> A problem with this is that normal paging-in is allowed to page other
> things out as well. But you can't have that when swap is about to
> be turned off. My guess is that swapoff functionality was perceived to
> be so seldom used that they didn't bother too much with scheduling
> or efficiency.
There is some truth in that. You aren't allowed to allocate new pages
in the swap space currently being removed however. The current swap
off code removes pages from the current swap space without breaking
any sharing between swap pages. Depending on your load this may be
important. Fixing swapoff to be more efficient while at the same time
keeping sharing between pages is tricky. That under loads that are
easy to trigger in 2.4 swapoff never sleeps is a big bug.
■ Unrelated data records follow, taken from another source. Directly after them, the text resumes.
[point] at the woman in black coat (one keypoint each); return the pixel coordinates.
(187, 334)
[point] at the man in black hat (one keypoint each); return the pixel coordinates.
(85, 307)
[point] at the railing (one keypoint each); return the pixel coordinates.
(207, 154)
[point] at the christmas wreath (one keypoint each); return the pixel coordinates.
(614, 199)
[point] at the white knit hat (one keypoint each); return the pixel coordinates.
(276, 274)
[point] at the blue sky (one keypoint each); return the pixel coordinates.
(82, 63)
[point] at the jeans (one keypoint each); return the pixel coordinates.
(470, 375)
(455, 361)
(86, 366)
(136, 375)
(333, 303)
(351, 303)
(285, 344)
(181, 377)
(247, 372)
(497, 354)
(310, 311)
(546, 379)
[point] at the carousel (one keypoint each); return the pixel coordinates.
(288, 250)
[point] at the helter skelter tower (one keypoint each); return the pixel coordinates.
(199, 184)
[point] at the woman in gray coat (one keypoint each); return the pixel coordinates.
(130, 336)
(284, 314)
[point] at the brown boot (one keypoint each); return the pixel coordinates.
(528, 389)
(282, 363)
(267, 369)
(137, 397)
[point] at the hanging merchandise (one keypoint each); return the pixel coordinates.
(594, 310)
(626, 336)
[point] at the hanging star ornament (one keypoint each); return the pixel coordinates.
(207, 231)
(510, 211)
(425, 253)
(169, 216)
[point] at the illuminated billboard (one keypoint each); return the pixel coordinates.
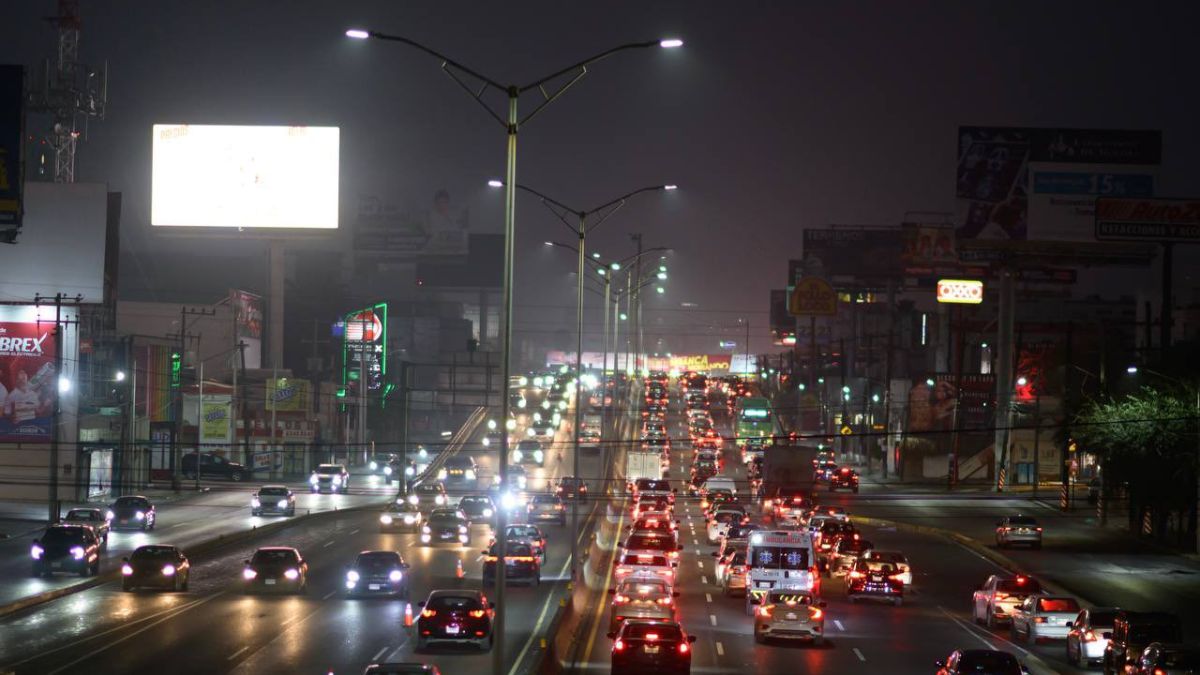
(244, 177)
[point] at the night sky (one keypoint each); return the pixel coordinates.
(774, 117)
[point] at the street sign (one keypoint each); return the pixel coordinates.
(960, 291)
(813, 297)
(1147, 220)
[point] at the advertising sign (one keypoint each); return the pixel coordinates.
(959, 291)
(12, 131)
(28, 381)
(1147, 220)
(287, 394)
(258, 177)
(1042, 184)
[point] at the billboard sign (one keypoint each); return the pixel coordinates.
(959, 291)
(244, 177)
(1147, 220)
(12, 132)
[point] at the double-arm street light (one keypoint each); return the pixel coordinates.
(477, 85)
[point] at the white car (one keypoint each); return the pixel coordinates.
(1043, 616)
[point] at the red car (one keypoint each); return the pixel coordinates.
(651, 646)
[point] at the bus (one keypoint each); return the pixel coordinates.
(754, 425)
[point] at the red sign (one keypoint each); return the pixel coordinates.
(28, 381)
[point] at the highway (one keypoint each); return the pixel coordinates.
(215, 628)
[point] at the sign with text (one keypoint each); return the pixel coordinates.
(959, 291)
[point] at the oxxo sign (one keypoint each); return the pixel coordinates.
(960, 291)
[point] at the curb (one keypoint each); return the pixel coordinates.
(199, 548)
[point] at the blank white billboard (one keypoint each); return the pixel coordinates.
(253, 177)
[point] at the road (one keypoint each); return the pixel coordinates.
(215, 628)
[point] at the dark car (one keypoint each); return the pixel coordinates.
(478, 508)
(132, 512)
(445, 526)
(275, 568)
(651, 646)
(273, 499)
(521, 563)
(981, 662)
(455, 617)
(214, 466)
(377, 573)
(66, 548)
(875, 579)
(156, 566)
(1133, 632)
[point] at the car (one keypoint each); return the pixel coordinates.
(156, 566)
(1090, 634)
(377, 573)
(1164, 658)
(66, 548)
(528, 452)
(521, 563)
(845, 478)
(1043, 616)
(546, 507)
(401, 515)
(571, 488)
(995, 599)
(275, 568)
(460, 471)
(651, 646)
(94, 518)
(480, 509)
(874, 580)
(979, 662)
(790, 615)
(132, 512)
(273, 499)
(214, 466)
(1133, 632)
(1018, 530)
(445, 526)
(429, 496)
(459, 617)
(641, 597)
(330, 478)
(895, 557)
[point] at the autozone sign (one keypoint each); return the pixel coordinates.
(960, 291)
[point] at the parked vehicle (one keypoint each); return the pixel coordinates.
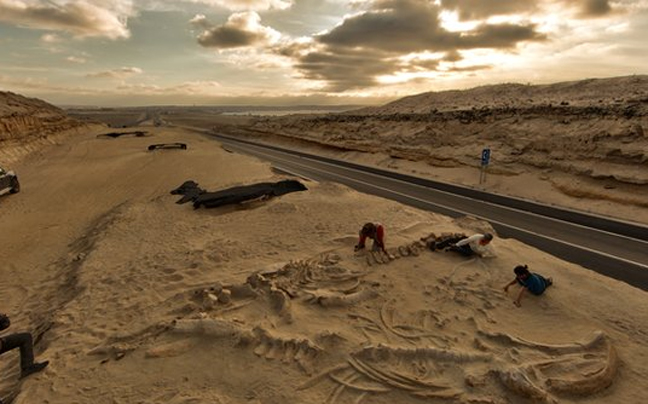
(8, 181)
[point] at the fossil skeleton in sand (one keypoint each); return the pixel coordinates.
(416, 354)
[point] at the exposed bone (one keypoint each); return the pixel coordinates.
(209, 326)
(321, 376)
(329, 299)
(384, 352)
(598, 339)
(591, 383)
(518, 381)
(355, 386)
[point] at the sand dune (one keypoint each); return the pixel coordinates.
(136, 299)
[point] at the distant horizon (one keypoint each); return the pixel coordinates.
(318, 52)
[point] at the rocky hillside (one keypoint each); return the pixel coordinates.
(22, 117)
(26, 124)
(596, 128)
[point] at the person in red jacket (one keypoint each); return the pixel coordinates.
(374, 231)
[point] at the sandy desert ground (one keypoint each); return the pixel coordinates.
(581, 144)
(136, 299)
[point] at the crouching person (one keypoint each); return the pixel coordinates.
(24, 342)
(374, 231)
(533, 282)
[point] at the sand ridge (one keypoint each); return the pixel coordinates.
(135, 298)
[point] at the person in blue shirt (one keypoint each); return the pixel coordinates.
(24, 342)
(531, 281)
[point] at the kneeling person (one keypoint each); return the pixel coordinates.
(533, 282)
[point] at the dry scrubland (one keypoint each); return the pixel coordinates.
(136, 299)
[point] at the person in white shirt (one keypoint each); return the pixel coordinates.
(473, 245)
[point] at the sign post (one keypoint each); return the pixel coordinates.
(485, 161)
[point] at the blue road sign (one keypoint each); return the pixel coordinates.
(485, 157)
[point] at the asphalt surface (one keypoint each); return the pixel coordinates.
(613, 248)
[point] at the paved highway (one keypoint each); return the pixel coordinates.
(613, 248)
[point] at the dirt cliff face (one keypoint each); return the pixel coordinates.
(28, 124)
(27, 118)
(595, 128)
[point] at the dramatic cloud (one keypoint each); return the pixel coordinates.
(121, 73)
(240, 30)
(247, 5)
(81, 18)
(377, 41)
(479, 9)
(75, 59)
(51, 38)
(595, 8)
(403, 26)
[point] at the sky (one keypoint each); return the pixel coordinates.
(297, 52)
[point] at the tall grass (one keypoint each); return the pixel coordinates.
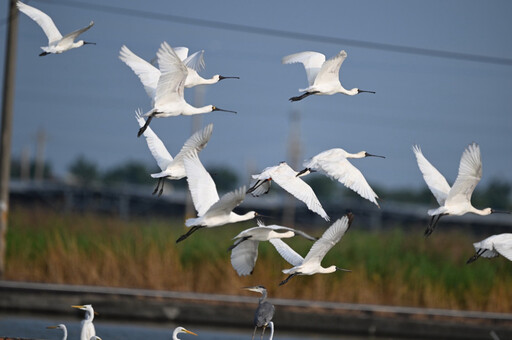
(392, 267)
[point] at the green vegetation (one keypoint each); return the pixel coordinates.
(392, 267)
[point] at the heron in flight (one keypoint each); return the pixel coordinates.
(311, 264)
(264, 313)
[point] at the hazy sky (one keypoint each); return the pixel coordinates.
(85, 98)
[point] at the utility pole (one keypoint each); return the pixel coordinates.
(6, 128)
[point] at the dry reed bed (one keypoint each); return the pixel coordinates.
(389, 267)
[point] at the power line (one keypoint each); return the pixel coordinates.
(282, 33)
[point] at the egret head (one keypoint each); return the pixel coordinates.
(215, 108)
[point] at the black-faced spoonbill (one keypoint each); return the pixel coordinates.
(56, 42)
(457, 199)
(311, 264)
(323, 75)
(172, 168)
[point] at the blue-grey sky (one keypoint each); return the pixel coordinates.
(85, 98)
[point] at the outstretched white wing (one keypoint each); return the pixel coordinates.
(244, 256)
(155, 145)
(171, 83)
(286, 252)
(330, 69)
(43, 20)
(286, 177)
(147, 73)
(200, 183)
(312, 62)
(330, 237)
(435, 181)
(470, 173)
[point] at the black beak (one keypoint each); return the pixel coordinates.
(215, 108)
(500, 212)
(222, 77)
(370, 155)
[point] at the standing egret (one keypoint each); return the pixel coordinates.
(56, 42)
(457, 199)
(493, 246)
(212, 211)
(64, 329)
(288, 179)
(172, 168)
(179, 330)
(334, 164)
(311, 264)
(244, 252)
(264, 312)
(87, 327)
(323, 75)
(168, 95)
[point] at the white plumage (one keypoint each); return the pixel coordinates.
(311, 264)
(56, 42)
(287, 179)
(172, 168)
(244, 252)
(323, 75)
(334, 164)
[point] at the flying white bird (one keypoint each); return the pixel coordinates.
(323, 75)
(212, 211)
(287, 179)
(334, 164)
(64, 329)
(179, 330)
(149, 74)
(493, 246)
(311, 264)
(87, 327)
(172, 168)
(244, 252)
(56, 42)
(457, 199)
(168, 95)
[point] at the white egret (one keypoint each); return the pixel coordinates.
(264, 313)
(64, 329)
(87, 327)
(334, 164)
(311, 264)
(172, 168)
(323, 75)
(457, 199)
(212, 211)
(168, 95)
(179, 330)
(493, 246)
(244, 252)
(56, 42)
(287, 179)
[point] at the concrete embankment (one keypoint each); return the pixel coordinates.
(238, 311)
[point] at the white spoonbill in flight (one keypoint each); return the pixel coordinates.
(493, 246)
(168, 99)
(244, 252)
(172, 168)
(323, 75)
(311, 264)
(457, 199)
(56, 42)
(287, 179)
(149, 74)
(212, 211)
(335, 165)
(87, 327)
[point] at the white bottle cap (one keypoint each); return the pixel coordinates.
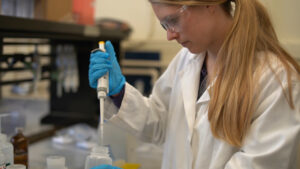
(16, 166)
(56, 162)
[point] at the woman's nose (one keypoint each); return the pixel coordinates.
(172, 35)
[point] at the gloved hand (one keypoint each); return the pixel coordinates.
(105, 166)
(100, 63)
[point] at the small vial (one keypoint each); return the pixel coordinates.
(98, 156)
(56, 162)
(20, 143)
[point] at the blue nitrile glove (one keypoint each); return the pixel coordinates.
(105, 166)
(100, 63)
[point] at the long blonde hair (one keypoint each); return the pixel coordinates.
(233, 94)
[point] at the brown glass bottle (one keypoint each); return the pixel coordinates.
(20, 143)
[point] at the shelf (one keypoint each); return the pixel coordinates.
(34, 28)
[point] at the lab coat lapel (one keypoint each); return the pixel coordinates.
(189, 80)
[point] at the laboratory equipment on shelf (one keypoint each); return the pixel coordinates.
(98, 156)
(102, 90)
(56, 162)
(20, 144)
(6, 148)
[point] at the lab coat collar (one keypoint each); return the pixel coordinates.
(189, 81)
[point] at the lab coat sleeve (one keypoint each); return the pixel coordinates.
(147, 117)
(273, 139)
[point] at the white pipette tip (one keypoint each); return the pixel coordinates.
(101, 45)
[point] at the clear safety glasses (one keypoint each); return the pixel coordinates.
(172, 22)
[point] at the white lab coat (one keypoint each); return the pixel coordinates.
(172, 115)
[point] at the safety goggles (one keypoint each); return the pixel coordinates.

> I don't have the same problem myself though. Shutting down with
> 30M or so in swap never take unusual time on 2.4.x kernels here,
> with a 300MHz processor. I did a test while typing this letter,
> almost filling the 96M swap partition with 88M. swapoff
> took 1 minute at 100% cpu. This is long, but the machine was responsive
> most of that time. I.e. no worse than during a kernel compile.
> The machine froze 10 seconds or so at the end of the minute, I can
> imagine that biting with bigger swap.
O.k. so at some point you actually wait for I/O and other process get
a chance to run. On the larger machines we never wait for I/O and
thus never schedule at all.
The problem is now understood. Now we just need to fix it.